For ABC News’ breakdown of the rhetoric versus the reality, click here.


At the White House news conference this evening, the president confirmed he had spoken today to Senate Majority Leader Harry Reid, D-Nev., and House Speaker John Boehner, R-Ohio, although no details of the conversations were disclosed.


The talks came the same day Speaker Boehner admitted “God only knows” the solution to the gridlock, and a day after mounting pressure from within his own Republican Party forced him to pull his alternative proposal from a prospective House vote.
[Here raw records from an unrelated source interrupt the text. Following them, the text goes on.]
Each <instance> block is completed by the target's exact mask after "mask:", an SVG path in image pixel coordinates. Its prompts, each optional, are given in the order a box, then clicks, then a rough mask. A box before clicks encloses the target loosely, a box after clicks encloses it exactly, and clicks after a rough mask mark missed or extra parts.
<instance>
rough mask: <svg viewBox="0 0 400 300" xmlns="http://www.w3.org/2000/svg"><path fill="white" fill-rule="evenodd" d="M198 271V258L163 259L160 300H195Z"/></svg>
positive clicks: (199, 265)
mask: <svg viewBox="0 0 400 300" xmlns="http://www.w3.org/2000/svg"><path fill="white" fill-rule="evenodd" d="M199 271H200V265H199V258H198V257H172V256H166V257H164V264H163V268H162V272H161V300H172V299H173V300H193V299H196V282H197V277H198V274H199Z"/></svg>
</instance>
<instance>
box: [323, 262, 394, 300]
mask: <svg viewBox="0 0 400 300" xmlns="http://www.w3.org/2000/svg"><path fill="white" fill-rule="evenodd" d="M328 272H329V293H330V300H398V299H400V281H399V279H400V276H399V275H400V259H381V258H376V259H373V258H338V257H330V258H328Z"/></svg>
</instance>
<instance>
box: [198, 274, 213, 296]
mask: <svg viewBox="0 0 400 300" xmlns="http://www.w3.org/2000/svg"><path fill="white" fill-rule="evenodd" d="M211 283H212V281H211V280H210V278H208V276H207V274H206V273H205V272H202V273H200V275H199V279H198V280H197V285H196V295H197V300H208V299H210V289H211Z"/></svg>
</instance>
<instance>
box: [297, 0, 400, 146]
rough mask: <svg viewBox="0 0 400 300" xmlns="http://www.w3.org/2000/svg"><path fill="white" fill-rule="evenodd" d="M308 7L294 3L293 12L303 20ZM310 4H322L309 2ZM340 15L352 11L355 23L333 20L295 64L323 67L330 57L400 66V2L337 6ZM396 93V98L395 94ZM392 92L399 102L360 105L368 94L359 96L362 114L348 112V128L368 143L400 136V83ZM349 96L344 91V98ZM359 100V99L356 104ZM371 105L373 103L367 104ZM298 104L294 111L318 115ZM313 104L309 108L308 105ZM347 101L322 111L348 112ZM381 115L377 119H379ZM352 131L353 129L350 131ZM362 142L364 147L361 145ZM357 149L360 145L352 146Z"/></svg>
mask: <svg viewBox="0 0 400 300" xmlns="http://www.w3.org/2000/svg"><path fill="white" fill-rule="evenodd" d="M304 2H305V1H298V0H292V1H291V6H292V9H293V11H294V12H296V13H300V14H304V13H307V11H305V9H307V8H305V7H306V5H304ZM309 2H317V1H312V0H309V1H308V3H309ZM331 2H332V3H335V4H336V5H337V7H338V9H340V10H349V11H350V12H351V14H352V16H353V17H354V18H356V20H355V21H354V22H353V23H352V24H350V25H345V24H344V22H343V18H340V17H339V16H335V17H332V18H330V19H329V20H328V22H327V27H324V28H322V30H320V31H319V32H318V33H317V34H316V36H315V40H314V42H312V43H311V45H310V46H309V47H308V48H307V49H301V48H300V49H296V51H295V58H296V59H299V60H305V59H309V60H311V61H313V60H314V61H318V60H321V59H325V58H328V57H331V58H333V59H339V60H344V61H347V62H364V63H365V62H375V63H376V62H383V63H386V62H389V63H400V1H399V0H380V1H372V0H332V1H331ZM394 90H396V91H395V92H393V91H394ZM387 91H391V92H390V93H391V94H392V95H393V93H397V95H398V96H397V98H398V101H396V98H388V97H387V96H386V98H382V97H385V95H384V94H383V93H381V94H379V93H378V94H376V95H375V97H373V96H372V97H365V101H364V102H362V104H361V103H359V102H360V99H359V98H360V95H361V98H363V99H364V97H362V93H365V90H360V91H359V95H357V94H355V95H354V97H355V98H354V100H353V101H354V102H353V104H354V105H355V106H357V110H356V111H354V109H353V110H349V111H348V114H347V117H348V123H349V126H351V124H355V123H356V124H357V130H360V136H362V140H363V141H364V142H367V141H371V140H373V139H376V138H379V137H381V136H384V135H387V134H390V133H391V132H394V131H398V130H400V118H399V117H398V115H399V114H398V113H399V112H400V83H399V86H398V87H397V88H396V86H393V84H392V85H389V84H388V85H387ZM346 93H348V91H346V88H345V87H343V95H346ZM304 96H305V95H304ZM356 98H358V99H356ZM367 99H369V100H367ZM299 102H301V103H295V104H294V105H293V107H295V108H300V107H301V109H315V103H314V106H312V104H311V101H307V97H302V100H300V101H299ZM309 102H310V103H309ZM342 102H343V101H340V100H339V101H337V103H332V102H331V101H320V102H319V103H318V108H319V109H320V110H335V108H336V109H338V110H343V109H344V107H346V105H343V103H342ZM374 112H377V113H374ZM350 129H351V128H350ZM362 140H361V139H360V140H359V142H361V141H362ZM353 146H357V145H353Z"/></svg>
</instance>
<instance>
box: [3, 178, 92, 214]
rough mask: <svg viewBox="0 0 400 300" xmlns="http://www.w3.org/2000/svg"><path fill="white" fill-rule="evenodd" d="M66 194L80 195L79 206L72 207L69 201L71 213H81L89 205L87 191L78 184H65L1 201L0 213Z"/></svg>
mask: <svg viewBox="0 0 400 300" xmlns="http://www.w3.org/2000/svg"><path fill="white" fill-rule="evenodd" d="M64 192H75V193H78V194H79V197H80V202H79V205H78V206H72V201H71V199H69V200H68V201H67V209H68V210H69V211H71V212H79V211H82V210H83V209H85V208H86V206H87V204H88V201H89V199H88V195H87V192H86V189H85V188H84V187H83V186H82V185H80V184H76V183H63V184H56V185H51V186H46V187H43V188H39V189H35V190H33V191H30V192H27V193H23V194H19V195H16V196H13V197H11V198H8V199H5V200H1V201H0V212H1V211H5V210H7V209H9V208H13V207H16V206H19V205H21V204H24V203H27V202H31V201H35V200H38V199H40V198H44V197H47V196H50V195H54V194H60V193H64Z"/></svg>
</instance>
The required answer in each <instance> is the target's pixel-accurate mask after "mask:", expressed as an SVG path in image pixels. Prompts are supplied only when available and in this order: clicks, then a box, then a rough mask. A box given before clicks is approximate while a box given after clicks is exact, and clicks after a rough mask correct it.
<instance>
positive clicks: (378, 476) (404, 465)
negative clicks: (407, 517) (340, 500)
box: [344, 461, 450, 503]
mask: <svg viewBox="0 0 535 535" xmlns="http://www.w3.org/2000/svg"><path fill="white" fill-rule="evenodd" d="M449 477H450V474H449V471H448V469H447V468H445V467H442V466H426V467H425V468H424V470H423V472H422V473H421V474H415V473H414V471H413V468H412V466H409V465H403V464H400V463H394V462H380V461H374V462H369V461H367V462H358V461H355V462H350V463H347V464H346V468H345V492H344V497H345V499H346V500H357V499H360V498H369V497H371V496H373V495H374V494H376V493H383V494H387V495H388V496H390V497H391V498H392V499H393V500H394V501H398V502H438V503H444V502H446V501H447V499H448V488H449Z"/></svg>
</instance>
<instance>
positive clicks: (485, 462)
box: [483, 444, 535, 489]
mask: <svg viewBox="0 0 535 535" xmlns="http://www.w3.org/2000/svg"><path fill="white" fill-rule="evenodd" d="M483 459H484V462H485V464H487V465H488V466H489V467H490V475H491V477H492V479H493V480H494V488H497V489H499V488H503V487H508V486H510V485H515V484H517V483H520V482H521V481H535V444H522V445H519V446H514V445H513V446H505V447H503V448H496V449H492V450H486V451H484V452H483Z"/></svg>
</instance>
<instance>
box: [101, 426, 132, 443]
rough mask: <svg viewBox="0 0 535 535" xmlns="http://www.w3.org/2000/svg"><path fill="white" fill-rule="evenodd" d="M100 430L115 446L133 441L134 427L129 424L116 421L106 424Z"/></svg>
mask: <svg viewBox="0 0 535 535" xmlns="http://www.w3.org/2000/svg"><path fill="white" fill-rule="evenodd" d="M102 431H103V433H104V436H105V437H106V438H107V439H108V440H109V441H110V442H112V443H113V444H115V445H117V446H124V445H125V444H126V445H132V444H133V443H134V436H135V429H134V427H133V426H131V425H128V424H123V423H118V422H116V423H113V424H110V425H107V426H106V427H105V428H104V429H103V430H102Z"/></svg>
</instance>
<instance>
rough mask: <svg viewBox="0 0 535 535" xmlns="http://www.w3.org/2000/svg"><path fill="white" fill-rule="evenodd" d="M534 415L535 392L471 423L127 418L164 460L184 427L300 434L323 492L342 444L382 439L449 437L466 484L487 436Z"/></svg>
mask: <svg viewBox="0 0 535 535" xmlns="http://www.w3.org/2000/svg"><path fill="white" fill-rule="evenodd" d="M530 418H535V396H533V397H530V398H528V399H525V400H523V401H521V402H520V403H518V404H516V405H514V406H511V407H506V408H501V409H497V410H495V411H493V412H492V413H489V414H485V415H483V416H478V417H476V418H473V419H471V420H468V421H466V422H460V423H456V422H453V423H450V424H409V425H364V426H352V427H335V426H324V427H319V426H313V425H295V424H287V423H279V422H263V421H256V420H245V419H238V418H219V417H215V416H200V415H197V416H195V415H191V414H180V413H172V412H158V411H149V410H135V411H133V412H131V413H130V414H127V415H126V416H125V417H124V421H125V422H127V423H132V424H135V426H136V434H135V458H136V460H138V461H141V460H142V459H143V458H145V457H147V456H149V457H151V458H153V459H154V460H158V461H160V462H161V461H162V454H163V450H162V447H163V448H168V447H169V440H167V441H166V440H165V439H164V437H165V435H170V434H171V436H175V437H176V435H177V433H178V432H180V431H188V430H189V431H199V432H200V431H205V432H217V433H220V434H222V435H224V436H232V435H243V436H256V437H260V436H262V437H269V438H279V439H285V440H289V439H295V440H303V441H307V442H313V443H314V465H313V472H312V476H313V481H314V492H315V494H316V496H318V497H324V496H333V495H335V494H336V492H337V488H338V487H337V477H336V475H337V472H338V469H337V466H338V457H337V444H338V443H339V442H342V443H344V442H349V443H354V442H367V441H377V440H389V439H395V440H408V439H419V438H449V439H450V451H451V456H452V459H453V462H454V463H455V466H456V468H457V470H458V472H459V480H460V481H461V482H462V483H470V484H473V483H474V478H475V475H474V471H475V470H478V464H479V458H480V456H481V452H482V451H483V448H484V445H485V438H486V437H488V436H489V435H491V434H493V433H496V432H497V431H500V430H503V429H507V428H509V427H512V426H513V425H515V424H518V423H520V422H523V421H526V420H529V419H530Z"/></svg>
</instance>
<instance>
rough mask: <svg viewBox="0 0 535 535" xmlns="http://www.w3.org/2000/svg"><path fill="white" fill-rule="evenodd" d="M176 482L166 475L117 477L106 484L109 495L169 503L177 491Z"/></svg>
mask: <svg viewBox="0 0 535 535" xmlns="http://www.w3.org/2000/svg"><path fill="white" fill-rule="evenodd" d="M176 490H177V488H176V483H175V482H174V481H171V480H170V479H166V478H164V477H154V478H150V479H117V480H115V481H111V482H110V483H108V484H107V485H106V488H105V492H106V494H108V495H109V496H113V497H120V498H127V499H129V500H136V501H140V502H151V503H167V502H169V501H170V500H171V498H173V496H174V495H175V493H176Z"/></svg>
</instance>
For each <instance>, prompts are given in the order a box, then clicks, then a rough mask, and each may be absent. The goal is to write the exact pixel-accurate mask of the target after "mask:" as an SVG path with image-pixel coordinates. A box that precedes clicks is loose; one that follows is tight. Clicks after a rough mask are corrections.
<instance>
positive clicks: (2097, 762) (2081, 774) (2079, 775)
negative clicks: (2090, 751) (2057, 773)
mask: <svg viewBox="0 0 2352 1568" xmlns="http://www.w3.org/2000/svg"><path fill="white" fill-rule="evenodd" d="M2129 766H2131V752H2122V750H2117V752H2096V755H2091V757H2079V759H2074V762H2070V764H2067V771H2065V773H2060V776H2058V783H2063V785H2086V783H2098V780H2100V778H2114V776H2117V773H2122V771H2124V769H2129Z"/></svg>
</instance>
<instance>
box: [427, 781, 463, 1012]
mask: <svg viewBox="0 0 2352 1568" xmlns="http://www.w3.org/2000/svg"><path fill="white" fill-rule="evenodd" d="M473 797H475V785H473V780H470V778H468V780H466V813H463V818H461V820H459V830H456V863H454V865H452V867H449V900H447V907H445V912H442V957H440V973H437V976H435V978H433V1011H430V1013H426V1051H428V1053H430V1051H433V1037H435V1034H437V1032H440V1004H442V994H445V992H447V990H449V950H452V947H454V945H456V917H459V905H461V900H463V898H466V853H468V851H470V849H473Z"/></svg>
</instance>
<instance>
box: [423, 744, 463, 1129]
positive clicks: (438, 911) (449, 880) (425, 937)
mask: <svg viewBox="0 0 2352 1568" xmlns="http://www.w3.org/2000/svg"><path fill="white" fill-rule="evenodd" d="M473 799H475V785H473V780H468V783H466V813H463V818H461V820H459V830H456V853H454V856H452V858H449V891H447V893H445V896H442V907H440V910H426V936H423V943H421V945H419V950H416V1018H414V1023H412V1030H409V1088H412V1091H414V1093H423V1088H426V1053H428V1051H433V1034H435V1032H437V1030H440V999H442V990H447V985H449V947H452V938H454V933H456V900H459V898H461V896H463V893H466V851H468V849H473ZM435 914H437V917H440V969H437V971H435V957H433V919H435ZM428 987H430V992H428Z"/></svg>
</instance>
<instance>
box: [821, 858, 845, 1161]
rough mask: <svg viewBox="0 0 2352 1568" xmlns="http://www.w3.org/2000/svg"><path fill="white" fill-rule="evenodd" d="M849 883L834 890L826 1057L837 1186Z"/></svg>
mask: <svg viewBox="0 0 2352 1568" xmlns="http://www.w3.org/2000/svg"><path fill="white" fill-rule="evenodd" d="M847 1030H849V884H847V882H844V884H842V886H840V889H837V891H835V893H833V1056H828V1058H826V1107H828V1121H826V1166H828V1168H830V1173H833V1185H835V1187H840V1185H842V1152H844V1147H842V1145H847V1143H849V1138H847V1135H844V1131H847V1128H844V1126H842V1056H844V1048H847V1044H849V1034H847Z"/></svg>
That proposal, ”Plan B,” called for extending current tax rates for Americans making up to $1 million a year, a far wealthier threshold than Democrats have advocated.


Boehner acknowledged that even the conservative-leaning “Plan B” did not have the support necessary to pass in the Republican-dominated House, leaving a resolution to the fiscal cliff in doubt.


“In the next few days, I’ve asked leaders of Congress to work towards a package that prevents a tax hike on middle-class Americans, protects unemployment insurance for 2 million Americans, and lays the groundwork for further work on both growth and deficit reduction,” Obama said. ”That’s an achievable goal.  That can get done in 10 days.”


Complicating matters: The halls of Congress are silent tonight. The House of Representatives began its holiday recess Thursday and Senate followed this evening.


Meanwhile, the president has his own vacation to contend with. Tonight, he was embarking for Hawaii and what is typically several weeks of Christmas vacation.


However, during the press conference the president said he would see his congressional colleagues “next week” to continue negotiations, leaving uncertain how long Obama plans to remain in the Aloha State.


The president said he hoped the time off would give leaders “some perspective.”


“Everybody can cool off; everybody can drink some eggnog, have some Christmas cookies, sing some Christmas carols, enjoy the company of loved ones,” he said. “And then I’d ask every member of Congress, while they’re back home, to think about that.  Think about the obligations we have to the people who sent us here.


“This is not simply a contest between parties in terms of who looks good and who doesn’t,” he added later. “There are real-world consequences to what we do here.”


Obama concluded by reiterating that neither side could walk away with “100 percent” of its demands, and that it negotiations couldn’t remain “a contest between parties in terms of who looks good and who doesn’t.”


Boehner’s office reacted quickly to the remarks, continuing recent Republican statements that presidential leadership was at fault for the ongoing gridlock.


“Though the president has failed to offer any solution that passes the test of balance, we remain hopeful he is finally ready to get serious about averting the fiscal cliff,” Boehner said. “The House has already acted to stop all of the looming tax hikes and replace the automatic defense cuts. It is time for the Democratic-run Senate to act, and that is what the speaker told the president tonight.”


The speaker’s office said Boehner “will return to Washington following the holiday, ready to find a solution that can pass both houses of Congress.”